人群一片哗然。
赵骁的喉结剧烈滚动了一下,刚想张嘴狡辩,人群后面突然举起一只手。
是那个护工阿梅。
她抖得像筛糠,但眼神里有一种豁出去的狠劲。
“我……我有证据。”
她哆哆嗦嗦地递出那个碎屏的手机,屏幕上是个抖动的视频。
画面右下角的时间戳:09:16:33。
视频里,赵骁正一脸阴沉地在阳台摆弄花架,动作熟练得像个道具师,完事后还恶狠狠地指着镜头外的阿梅做了一个“闭嘴”的手势。
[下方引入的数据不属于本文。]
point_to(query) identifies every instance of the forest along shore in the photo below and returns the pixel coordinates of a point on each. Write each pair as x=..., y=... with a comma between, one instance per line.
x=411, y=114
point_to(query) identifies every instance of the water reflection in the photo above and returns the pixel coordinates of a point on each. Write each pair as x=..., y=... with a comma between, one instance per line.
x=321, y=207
“他……他说这是为了让大小姐走得体面点,让我别多嘴……”阿梅带着哭腔喊了出来。
下午两点,支队会议室。
赵骁花大价钱请来的那个油头律师还在做垂死挣扎,拍着桌子吼:“生活痕迹?汗渍?这些都不具备直接司法鉴定效力!我要申请排除非法证据!”
我坐在角落里,连眼皮都懒得抬。
视网膜上的红影还在跳,我灌了一口冰美式,直接把平板投到了大屏上。
没有废话,只有一张名为“死亡倒计时”的三维时间链图。
“根据《公安机关电子数据取证规则》第18条,”我声音不大,但带着那一整夜熬出来的沙哑,“单一证据或许可以排除,但如果是五条呢?”
屏幕上,五条不同颜色的线,像五把尖刀,同时插向同一个时间点——上午九点。
1.药物代谢线:右佐匹克隆在凌晨2:48代谢清除,她醒了。
2.睡眠数据线:凌晨2:15出现REM睡眠中断,她根本没疯。
3.生理痕迹线:汗液沉积倒推,证明她在坠楼前三小时处于高代谢清醒状态。
4.物证关联线:赵骁袖口的药粉,对应早上8:52的非授权开药盒记录。
5.环境铁证线:阳台脚印的露水蒸发物理特性,锁定作案时间9:17。
“五条证据链逻辑闭环,交叉验证。”我站起身,双手撑在桌面上,盯着那个已经满头冷汗的律师,“这不是推测,这是数学。数学不会撒谎。”
会议室里死一般的寂静。
一直没说话的周法医,缓缓摘下眼镜,哈了一口气擦了擦。
然后,他在随身携带的那本手册上,翻到了“活体生理痕迹时间回溯”这一条。
笔尖落下,打了一个重重的勾。
“符合逻辑,予以采信。”他淡淡地说道。
窗外,那盏忽明忽暗的应急灯突然亮了一下,昏黄的光晕像一把斜切下来的铡刀,正好落在赵骁律师僵硬的手背上。
看起来,就像是一道提前送达的判决书。